Throughout the decades of my experience in travels throughout the world, I have been consistently confronted with confusion by nearly everyone over the chasm between personal affection for American citizens on the ground and American political, commercial, and military interventionist realities. The most frequently asked question, if a conversation even gets this far, is "How can you good American citizens elect and tolerate leadership that acts so differently from what you individually espouse?" The answer is simple and unacceptable: American leadership will act in their own self-interests first, last, and always. And if we supported a foreign leader who subsequently becomes a dictatorial human rights disaster, he will continue to have American leadership support as long as he doesn’t interfere with those American best interests.
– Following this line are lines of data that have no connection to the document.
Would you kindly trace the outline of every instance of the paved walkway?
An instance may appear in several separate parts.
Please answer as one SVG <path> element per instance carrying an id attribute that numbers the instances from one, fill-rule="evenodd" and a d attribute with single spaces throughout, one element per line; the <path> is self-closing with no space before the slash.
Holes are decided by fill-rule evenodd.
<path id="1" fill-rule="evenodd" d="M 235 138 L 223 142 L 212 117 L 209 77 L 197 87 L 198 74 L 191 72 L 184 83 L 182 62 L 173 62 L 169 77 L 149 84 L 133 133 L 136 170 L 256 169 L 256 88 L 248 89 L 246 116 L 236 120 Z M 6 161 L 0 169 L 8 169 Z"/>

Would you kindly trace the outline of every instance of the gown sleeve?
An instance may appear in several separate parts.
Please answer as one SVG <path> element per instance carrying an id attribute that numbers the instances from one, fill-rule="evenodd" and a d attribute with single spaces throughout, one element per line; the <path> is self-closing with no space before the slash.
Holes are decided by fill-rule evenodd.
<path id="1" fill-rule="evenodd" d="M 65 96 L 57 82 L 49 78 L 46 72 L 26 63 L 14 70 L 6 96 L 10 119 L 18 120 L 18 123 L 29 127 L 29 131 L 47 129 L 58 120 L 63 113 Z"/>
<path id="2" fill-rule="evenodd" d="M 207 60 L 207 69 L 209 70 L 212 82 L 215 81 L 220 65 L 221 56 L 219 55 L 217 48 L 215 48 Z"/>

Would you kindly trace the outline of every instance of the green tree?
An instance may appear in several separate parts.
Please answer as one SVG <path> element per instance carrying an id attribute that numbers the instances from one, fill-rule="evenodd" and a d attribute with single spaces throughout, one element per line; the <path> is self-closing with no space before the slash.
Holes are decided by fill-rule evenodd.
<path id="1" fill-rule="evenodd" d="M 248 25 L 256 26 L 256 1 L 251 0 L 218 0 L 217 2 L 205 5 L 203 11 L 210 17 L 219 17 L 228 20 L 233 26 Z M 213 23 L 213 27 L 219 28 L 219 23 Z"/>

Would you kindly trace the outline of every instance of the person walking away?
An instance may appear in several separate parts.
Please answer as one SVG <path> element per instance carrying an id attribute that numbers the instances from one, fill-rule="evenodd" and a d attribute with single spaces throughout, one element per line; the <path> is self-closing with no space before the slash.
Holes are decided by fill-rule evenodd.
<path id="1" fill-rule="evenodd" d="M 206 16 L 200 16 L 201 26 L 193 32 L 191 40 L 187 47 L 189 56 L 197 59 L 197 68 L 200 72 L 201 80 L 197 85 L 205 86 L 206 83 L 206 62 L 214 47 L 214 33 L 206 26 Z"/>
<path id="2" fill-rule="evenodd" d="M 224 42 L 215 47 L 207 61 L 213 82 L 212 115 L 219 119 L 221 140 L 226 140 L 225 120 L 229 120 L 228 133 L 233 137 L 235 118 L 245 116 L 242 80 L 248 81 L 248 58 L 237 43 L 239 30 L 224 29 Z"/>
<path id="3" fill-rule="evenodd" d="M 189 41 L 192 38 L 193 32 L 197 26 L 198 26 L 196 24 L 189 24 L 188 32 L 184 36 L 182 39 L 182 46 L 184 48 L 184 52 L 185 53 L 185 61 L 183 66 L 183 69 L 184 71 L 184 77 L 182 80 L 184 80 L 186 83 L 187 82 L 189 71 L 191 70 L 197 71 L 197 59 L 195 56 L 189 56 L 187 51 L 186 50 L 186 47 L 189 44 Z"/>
South Sudan is the current exemplar of egotistical American policy failure. While participation in todays world requires a single centralized leadership and political form of governance, no one asked the fundamental question: Do the citizens of South Sudan WANT to participate in world political and economic intercourse, or do they just want to be left alone?

The 71 tribal nations of the country now called South Sudan came together for the first time in history to throw out the foreign devils from Khartoum who were attempting to obliterate their cultures, and seize their lands, and natural resources. They threw the "foreign" bums out. And what did they get instead? Different foreign bums! We Americans may be well-advised to contemplate the following premise- maybe they fought for the freedom to be left independently alone.

Nobody thought to ask if the 71 tribes wanted a centralized, over-arching political and leadership structure. While that may be necessary for modern international involvement. Nobody asked these People if they wanted to give up generations of cultural independence. Nobody thought to ask if tribes would submit to some geographically distant "dictator" whose rule was defined by his (any culture other than mine) tribal and cultural loyalties. Nobody thought to ask what fundamental difference existed between foreign dictatorship from Khartoum and "foreign" dictatorship from Juba. Both choose to dictate rules for living under an alien, geographically disconnected political, economic, and cultural world.

And we "foreign devils" can’t understand why our foreign policy and resulting actions are seen as interference by a colonial power seeking to impose "Freedoms" as defined by some outlander. Even Imperial Rome had the common sense to grant significant autonomy and self-governance to its vassal holdings. Until a change in Juba’s political, centralized government is seen by the citizens of South Sudan as supportive, and respectful, of local autonomy and cultural history, rebellion against the “Foreign” bums will continue.

Maybe a cultural anthropologist should be a member of the president’s cabinet.

Papa Maury Clark is a former advisor to the government of South Sudan, retired investment banker/broker, as well as a Called and Commissioned Deacon in the Evangelical Lutheran Church in America (ELCA), Northwest Washington Synod. He served under Bishops Appointment as pastor of Shepherd of the Valley Lutheran Church in Maple Valley, Washington in 1990 and 1991, and also served four years on the Synod Council and he has been deeply involved with the people of South Sudan since 1996.